He was the future then. One of the headlines on my articles of which I am most proud was in 2013: “Tristram’s handy – if Ed Miliband loses Labour’s love.” (It wasn’t my headline: Rachel Henry, an Independent on Sunday sub-editor, wrote it, but I’m still proud of it.) As shadow education secretary he had just given three interesting interviews and performed well in his House of Commons debut. This had naturally transformed him from fresh-faced nobody to the next Labour prime minister.

He didn’t sustain that early promise, and wasn’t even a candidate for the leadership in 2015, which was, as everyone realised afterwards, a field that had not cleared a very high bar to run. Not that it mattered, because he was swept away, along with all the others, leadership candidates and backbenchers alike, in the Corbyn flood.

When the forces within the Labour Party against Corbyn divided after he won the leadership, Hunt was with the “I can’t make this work” faction rather than with those wanted to try to make it work, if only to make sure that Corbyn got the blame when it didn’t. Hunt left the shadow cabinet and tried to make his contribution in the field of ideas, talking about Europe and Harold Wilson’s legacy.

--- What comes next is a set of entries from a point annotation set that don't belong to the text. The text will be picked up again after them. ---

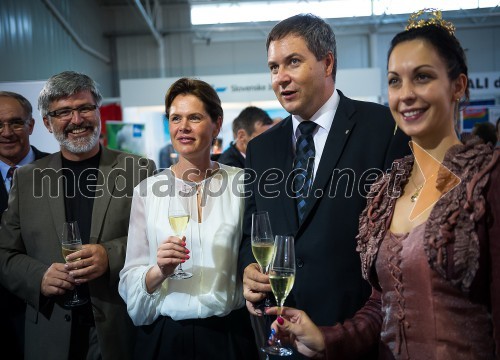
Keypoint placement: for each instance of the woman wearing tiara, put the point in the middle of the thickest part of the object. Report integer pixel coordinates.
(429, 237)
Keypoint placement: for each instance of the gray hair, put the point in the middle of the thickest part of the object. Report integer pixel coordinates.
(66, 84)
(318, 35)
(25, 104)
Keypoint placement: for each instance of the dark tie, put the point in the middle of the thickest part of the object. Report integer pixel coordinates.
(304, 165)
(10, 174)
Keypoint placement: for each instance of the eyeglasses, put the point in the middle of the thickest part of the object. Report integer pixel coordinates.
(67, 113)
(16, 125)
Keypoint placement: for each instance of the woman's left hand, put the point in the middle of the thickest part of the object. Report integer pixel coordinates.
(296, 328)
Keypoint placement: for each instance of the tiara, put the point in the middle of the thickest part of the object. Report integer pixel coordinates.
(429, 16)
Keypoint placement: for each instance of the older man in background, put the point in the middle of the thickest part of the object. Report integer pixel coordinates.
(16, 126)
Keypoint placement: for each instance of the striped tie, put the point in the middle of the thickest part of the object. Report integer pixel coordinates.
(304, 165)
(10, 174)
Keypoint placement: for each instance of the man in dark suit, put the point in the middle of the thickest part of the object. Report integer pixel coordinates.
(83, 182)
(251, 121)
(352, 142)
(16, 126)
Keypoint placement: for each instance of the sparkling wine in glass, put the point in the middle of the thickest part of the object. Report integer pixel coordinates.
(178, 217)
(262, 244)
(281, 277)
(262, 240)
(72, 242)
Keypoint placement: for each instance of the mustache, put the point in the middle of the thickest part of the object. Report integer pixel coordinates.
(83, 125)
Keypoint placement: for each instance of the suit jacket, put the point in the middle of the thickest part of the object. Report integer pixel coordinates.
(232, 157)
(4, 195)
(360, 146)
(12, 308)
(30, 243)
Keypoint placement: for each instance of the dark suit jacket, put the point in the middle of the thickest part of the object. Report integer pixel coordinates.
(232, 157)
(11, 307)
(360, 145)
(4, 195)
(30, 243)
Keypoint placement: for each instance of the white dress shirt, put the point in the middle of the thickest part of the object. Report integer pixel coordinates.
(215, 289)
(324, 119)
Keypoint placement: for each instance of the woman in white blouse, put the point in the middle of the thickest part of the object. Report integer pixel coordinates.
(202, 317)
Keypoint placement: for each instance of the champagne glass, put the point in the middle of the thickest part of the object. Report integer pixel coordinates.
(262, 240)
(281, 277)
(178, 217)
(262, 243)
(72, 242)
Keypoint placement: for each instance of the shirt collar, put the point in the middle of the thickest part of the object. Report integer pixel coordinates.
(30, 157)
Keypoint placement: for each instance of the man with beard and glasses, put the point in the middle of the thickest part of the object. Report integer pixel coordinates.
(92, 185)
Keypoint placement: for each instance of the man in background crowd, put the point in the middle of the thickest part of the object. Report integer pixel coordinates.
(16, 126)
(252, 121)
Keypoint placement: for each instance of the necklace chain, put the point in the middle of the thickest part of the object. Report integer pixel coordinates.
(416, 194)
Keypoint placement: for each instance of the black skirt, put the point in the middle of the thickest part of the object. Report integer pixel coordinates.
(222, 338)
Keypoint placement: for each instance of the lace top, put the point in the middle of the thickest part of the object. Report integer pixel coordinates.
(436, 302)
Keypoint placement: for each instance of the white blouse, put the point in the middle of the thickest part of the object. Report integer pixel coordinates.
(214, 289)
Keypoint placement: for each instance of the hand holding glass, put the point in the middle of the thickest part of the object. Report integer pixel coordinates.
(72, 242)
(281, 277)
(178, 217)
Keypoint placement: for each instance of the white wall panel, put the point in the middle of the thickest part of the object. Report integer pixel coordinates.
(35, 46)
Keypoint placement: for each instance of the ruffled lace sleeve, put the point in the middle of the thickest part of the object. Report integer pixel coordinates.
(451, 240)
(376, 217)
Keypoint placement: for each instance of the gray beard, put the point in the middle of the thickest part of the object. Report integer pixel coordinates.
(81, 145)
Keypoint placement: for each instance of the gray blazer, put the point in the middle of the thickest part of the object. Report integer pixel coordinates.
(29, 244)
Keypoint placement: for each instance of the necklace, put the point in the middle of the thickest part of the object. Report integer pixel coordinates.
(415, 195)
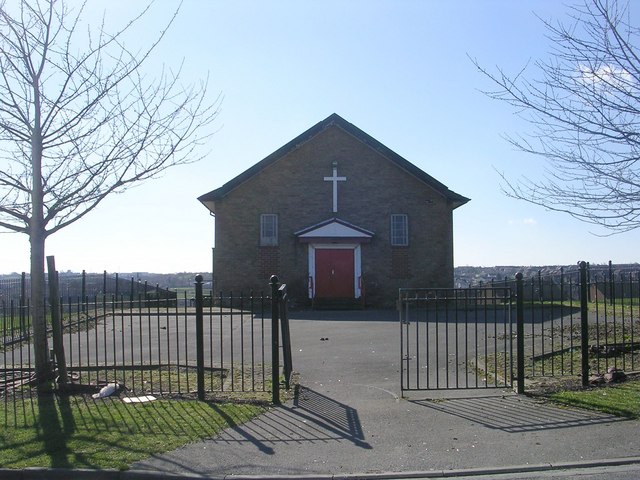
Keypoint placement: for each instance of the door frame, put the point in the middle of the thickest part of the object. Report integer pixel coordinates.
(357, 264)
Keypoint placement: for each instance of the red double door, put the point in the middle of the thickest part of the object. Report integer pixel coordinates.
(335, 273)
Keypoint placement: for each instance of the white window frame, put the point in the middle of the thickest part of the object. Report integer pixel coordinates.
(268, 230)
(399, 232)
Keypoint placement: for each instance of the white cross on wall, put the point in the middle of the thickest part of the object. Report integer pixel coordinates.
(335, 179)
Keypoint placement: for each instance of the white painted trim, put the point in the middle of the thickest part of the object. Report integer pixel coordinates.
(357, 263)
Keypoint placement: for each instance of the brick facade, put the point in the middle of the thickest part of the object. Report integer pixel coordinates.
(292, 186)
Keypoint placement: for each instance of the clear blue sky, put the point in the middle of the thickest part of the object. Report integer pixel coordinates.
(399, 70)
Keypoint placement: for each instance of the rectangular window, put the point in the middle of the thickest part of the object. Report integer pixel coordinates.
(399, 230)
(268, 230)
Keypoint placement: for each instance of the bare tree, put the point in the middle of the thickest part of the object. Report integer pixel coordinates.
(79, 120)
(584, 106)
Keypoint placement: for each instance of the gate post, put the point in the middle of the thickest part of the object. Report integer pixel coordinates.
(275, 346)
(520, 332)
(584, 324)
(199, 338)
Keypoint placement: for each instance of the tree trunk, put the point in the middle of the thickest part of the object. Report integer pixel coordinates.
(38, 314)
(37, 236)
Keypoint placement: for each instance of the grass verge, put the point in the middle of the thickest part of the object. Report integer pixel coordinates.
(622, 399)
(79, 432)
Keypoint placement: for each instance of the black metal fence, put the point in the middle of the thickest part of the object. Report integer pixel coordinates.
(577, 323)
(184, 345)
(84, 285)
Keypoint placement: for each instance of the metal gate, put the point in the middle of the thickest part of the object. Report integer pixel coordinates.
(456, 338)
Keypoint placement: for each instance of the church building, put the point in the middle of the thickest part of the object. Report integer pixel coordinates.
(338, 216)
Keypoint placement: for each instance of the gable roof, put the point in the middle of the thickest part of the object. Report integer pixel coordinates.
(209, 199)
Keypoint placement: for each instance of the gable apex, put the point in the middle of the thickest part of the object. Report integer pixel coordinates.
(209, 199)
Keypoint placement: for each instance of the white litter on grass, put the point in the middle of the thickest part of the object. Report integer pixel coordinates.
(106, 391)
(142, 399)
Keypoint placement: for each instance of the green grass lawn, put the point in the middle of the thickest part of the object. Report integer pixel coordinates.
(622, 399)
(79, 432)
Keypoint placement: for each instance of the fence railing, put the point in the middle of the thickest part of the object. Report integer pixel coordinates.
(207, 344)
(579, 323)
(83, 285)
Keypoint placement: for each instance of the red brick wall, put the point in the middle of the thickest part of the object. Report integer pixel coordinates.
(293, 188)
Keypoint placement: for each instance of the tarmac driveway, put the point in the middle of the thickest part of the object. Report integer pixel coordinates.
(349, 417)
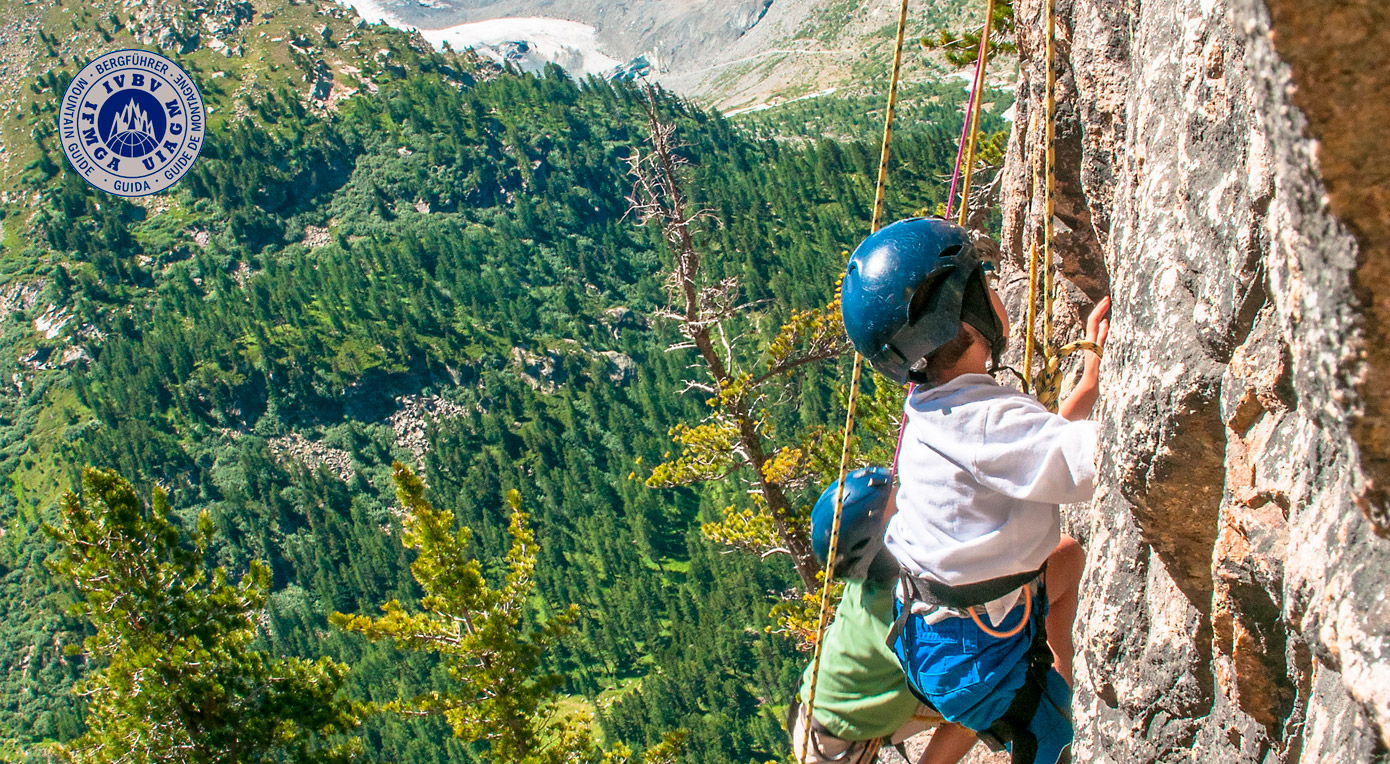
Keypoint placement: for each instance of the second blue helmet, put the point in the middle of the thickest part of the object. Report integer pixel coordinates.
(906, 291)
(862, 522)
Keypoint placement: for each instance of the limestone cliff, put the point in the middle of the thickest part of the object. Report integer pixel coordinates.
(1223, 175)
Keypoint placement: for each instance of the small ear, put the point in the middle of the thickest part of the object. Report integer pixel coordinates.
(925, 296)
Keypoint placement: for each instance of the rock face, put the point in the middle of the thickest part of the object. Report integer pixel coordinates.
(1222, 174)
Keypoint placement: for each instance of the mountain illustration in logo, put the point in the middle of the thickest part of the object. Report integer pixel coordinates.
(132, 132)
(132, 122)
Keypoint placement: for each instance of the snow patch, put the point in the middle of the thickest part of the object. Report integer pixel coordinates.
(527, 42)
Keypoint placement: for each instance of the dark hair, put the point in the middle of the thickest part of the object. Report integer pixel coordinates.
(927, 371)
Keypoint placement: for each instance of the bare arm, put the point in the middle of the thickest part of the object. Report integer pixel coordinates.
(1079, 404)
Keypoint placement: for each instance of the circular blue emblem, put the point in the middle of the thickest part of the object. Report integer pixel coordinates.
(132, 122)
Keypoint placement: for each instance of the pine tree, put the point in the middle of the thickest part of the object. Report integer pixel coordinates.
(488, 643)
(180, 679)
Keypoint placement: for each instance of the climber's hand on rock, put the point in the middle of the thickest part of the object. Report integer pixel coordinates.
(1098, 324)
(1077, 406)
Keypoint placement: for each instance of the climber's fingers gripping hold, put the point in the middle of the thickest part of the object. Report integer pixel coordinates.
(1098, 324)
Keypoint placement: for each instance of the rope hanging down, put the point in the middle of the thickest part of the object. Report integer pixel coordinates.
(1050, 378)
(854, 386)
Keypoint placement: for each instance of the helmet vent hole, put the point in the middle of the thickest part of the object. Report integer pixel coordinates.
(925, 297)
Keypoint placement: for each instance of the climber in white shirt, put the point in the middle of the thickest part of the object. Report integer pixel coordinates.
(987, 575)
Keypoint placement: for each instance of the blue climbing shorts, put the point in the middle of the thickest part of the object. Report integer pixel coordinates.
(970, 677)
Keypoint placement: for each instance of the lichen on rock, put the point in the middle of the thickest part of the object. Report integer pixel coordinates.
(1235, 603)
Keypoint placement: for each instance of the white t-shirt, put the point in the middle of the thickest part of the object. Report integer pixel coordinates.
(982, 472)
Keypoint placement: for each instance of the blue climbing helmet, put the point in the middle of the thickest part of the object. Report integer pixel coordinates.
(906, 292)
(862, 522)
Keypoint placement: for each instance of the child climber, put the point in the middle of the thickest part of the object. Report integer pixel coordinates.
(983, 470)
(861, 698)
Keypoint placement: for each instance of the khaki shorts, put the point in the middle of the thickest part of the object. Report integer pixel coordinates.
(827, 749)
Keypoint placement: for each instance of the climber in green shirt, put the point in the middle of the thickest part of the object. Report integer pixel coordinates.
(862, 699)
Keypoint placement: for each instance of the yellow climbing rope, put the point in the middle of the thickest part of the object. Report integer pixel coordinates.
(854, 386)
(976, 96)
(1050, 377)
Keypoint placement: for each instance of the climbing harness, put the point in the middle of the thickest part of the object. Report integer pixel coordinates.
(1014, 725)
(1012, 728)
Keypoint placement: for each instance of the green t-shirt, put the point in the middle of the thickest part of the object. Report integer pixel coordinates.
(862, 693)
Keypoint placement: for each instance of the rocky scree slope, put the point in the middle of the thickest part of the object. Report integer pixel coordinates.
(1216, 175)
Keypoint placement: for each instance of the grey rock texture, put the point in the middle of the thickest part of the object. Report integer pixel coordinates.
(1222, 175)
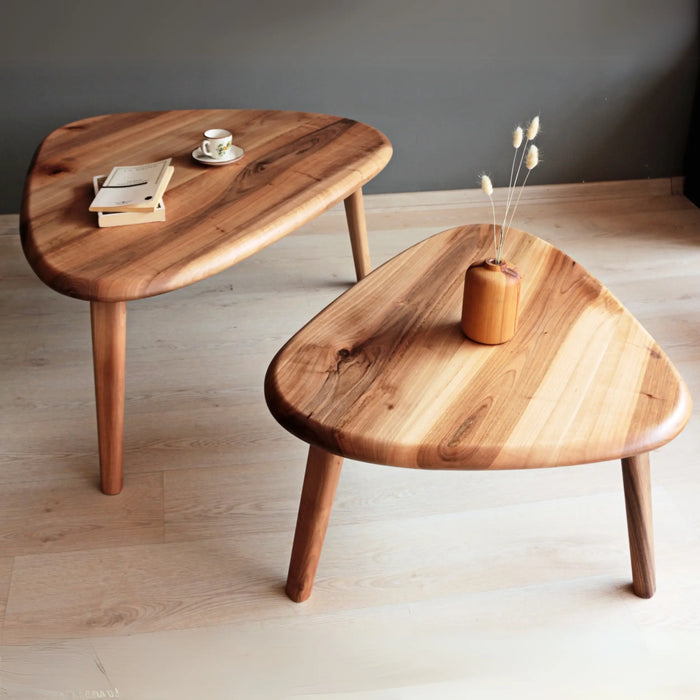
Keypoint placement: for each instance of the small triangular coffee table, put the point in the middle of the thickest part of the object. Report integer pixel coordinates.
(385, 375)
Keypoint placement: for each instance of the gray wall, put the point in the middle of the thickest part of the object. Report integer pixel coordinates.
(446, 80)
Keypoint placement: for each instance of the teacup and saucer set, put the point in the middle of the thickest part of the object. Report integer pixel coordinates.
(217, 148)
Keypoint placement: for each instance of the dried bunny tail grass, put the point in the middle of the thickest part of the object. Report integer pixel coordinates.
(517, 137)
(533, 128)
(533, 157)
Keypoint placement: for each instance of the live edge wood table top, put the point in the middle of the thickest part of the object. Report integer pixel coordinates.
(385, 375)
(295, 166)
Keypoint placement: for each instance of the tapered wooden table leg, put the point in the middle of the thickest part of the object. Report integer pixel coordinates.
(355, 213)
(108, 353)
(318, 492)
(637, 483)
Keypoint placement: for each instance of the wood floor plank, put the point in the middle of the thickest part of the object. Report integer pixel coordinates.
(71, 514)
(5, 573)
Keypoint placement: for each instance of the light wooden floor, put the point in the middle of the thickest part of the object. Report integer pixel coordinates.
(431, 584)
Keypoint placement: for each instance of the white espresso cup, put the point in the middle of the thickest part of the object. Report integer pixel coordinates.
(217, 143)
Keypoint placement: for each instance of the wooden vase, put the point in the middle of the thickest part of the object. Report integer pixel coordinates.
(490, 303)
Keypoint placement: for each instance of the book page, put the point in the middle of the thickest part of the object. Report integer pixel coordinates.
(131, 187)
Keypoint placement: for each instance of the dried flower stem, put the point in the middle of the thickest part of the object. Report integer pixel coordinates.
(487, 188)
(533, 158)
(530, 163)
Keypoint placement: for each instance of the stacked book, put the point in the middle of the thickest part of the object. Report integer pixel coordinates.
(131, 194)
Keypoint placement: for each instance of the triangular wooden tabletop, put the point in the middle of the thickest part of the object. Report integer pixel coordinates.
(385, 375)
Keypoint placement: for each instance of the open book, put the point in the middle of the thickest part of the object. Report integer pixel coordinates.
(133, 187)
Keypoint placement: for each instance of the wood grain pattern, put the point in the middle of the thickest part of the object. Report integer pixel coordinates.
(317, 494)
(355, 212)
(296, 165)
(385, 375)
(637, 484)
(108, 352)
(490, 303)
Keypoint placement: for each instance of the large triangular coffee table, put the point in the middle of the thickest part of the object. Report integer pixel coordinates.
(385, 375)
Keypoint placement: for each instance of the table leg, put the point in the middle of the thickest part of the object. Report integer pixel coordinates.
(355, 213)
(317, 494)
(108, 354)
(637, 484)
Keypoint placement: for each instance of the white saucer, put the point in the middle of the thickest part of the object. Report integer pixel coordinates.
(200, 157)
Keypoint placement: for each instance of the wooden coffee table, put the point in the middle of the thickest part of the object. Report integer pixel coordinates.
(296, 165)
(385, 375)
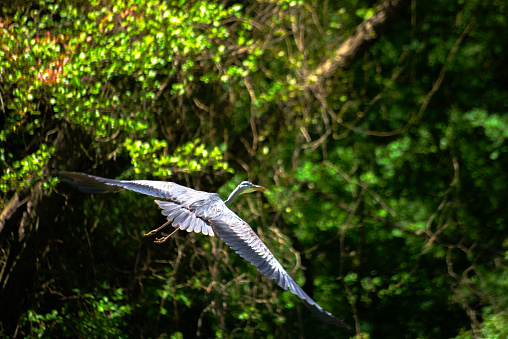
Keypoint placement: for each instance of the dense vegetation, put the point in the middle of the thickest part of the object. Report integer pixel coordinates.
(379, 129)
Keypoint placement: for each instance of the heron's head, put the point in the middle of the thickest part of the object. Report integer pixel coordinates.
(248, 187)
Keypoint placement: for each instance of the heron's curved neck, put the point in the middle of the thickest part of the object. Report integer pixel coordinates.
(233, 195)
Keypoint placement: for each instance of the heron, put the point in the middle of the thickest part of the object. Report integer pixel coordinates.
(203, 212)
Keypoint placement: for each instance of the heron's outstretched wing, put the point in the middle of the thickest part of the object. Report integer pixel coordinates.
(161, 189)
(179, 209)
(239, 236)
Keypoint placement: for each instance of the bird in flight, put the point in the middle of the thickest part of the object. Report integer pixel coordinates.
(203, 212)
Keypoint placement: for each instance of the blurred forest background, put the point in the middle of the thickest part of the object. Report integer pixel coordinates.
(378, 127)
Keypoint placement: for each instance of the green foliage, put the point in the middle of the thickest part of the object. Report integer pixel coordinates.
(191, 157)
(105, 317)
(386, 180)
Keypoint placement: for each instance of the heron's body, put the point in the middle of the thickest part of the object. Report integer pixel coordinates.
(203, 212)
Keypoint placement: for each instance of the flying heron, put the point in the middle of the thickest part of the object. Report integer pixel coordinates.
(203, 212)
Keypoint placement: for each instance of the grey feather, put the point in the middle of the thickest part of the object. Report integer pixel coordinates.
(204, 212)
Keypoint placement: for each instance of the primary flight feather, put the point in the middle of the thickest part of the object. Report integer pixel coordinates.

Now he is off. The implication is that he doesn’t think it is worth sticking around even if Corbyn goes before the next election. It is getting harder to see how Corbyn can survive. Last year’s leadership challenge was too early, but there are still more than three years to go. That is long enough for Corbyn’s most committed supporters to realise that it isn’t working. If anyone thinks that 24 per cent is the lowest Labour can go in the polls under Corbyn’s leadership they will soon be disabused of such sunny optimism.

But if Corbyn does go, he won’t be replaced by a Blairite such as Hunt. It would be someone capable of building a bridge to Corbyn’s supporters. And it is unlikely to be enough to make the 2020 election remotely winnable for Labour.

Hunt’s departure reflects the structural problem of a party leader elected by enthusiastic new members but with the positive support of perhaps as few as 20 MPs out of 231. It is no use saying party members should have thought that through before they voted for Corbyn, twice, but they should have thought that through.

There will be more resignations and more difficult by-elections to come.